Data lakes, data warehouses, data cleansing, data mining... The world of big data and business intelligence is full of terminology to learn. In our new explainer series we will be taking a look at some of these concepts in detail. Whether you are just starting out on your BI journey or whether you've always wondered what that term means but been too afraid to ask, we hope you find this series of articles informative and useful.
In this post, we're taking a deep dive into data lakes. What are they, how are they used and how can they fit into your BI strategy?
So What's a Data Lake then?
Put simply, a data lake is a repository where you store large volumes of data, both structured and unstructured, in its raw, original format. It differs from a data warehouse, which stores only structured data, and which needs to have that data structure tightly defined in advance.
While data warehouses have been around since the 1980s, data lakes have come about more recently from a growing realisation that the overwhelming majority of business data is unstructured.

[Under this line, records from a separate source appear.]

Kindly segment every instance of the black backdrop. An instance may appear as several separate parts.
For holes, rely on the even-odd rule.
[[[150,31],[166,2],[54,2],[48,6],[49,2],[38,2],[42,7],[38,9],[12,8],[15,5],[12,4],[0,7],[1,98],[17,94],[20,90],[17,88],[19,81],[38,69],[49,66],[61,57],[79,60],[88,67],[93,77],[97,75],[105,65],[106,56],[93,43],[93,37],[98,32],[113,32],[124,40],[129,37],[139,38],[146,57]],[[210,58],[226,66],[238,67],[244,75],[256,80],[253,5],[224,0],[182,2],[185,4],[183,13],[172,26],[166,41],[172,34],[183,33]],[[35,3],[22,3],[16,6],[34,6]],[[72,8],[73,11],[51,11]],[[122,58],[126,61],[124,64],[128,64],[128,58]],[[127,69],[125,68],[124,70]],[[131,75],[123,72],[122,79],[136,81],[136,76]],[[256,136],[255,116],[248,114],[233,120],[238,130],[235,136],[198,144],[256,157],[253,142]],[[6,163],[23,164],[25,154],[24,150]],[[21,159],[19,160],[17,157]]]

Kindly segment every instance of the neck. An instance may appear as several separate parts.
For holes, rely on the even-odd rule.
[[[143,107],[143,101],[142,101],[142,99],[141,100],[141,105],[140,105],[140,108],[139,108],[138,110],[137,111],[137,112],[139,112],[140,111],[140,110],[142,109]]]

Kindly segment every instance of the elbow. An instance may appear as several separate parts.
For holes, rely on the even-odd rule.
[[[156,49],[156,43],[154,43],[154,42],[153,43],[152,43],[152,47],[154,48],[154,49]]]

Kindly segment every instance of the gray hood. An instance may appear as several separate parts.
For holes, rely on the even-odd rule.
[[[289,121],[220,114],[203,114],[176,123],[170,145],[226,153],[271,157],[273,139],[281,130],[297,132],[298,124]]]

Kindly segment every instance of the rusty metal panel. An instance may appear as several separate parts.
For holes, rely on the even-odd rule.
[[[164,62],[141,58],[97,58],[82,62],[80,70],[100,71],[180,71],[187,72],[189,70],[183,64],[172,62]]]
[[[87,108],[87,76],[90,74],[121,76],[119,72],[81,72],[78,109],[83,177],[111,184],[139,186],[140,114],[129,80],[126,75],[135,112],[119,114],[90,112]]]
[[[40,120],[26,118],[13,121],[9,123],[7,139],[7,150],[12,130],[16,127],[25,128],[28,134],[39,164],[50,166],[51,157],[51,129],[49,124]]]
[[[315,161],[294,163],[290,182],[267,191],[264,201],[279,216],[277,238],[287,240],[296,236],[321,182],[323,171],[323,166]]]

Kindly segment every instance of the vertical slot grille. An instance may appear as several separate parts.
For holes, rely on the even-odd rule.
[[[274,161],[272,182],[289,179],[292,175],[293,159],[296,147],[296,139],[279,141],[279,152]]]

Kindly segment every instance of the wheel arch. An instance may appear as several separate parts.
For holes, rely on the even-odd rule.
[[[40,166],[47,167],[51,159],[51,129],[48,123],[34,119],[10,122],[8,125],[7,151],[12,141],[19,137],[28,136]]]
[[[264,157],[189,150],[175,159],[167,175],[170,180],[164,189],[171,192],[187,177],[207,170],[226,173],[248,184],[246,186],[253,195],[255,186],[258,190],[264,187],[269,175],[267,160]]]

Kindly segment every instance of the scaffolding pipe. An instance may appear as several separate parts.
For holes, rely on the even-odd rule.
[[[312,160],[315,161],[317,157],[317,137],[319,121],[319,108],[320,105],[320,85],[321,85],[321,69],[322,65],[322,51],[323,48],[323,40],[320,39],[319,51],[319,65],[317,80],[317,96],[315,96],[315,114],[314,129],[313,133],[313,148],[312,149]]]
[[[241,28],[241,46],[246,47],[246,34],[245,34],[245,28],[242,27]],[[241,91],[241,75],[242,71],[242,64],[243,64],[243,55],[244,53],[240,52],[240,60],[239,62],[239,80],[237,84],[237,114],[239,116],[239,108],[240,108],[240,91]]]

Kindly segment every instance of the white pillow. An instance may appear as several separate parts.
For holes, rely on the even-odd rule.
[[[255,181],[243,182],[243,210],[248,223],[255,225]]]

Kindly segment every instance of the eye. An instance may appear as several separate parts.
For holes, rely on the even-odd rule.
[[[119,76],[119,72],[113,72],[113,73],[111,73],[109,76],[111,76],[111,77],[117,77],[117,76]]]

In fact, some analysts have estimated that maybe as much as 90% of all business data is unstructured.
With a data lake, you can store large amounts of this unstructured data without needing to predefine the formats and schemas ahead of time. Typically this done by leveraging cloud object storage services, such as AWS or Azure.
A data lake also makes it easy to ingest real-time data, such as information from sensors and IoT devices, as well as all sorts of unstructured data from things like social media channels and mobile applications. ETL (Extract, Transform, Load) activities such as defining the schema and building queries into the data only need to happen when the data is being analysed.
In many organisations with large-scale data collection and analysis needs, it's likely that there will be both data warehouses and data lakes.
Staying out of the Data Swamp
While data lakes offer many benefits, they are not without their issues. Without proper oversight and governance over exactly what data is deposited into the lake, it can become an unwieldy mess that is hard to maintain and extract value from. Some commentators have taken to referring to this situation as a data swamp.
Although things like curation, metadata, and governance can help avoid the lake becoming a swamp, it is a fine balancing act between imposing enough structure or oversight without losing the advantages of having a data lake in the first place.
In an attempt to avoid these potential problems, the concept of a data lakehouse has emerged. This seeks to adopt a best of both worlds approach, by applying some degree of structure (similar to the type of structure employed in a data warehouse) to the unstructured data in the lake. Typically this is achieved through a metadata layer that sits on top of the raw data and helps to categorise and index the underlying data so that the relevant information can easily be extracted for analysis.
Whatever your views on the concept of the data lake, and the lakehouse, it seems likely to be with us for the foreseeable future. There are a number of major technology vendors that have begun to offer data lakehouse solutions, including Databricks, AWS and Snowflake, as well as the open source Delta Lake project.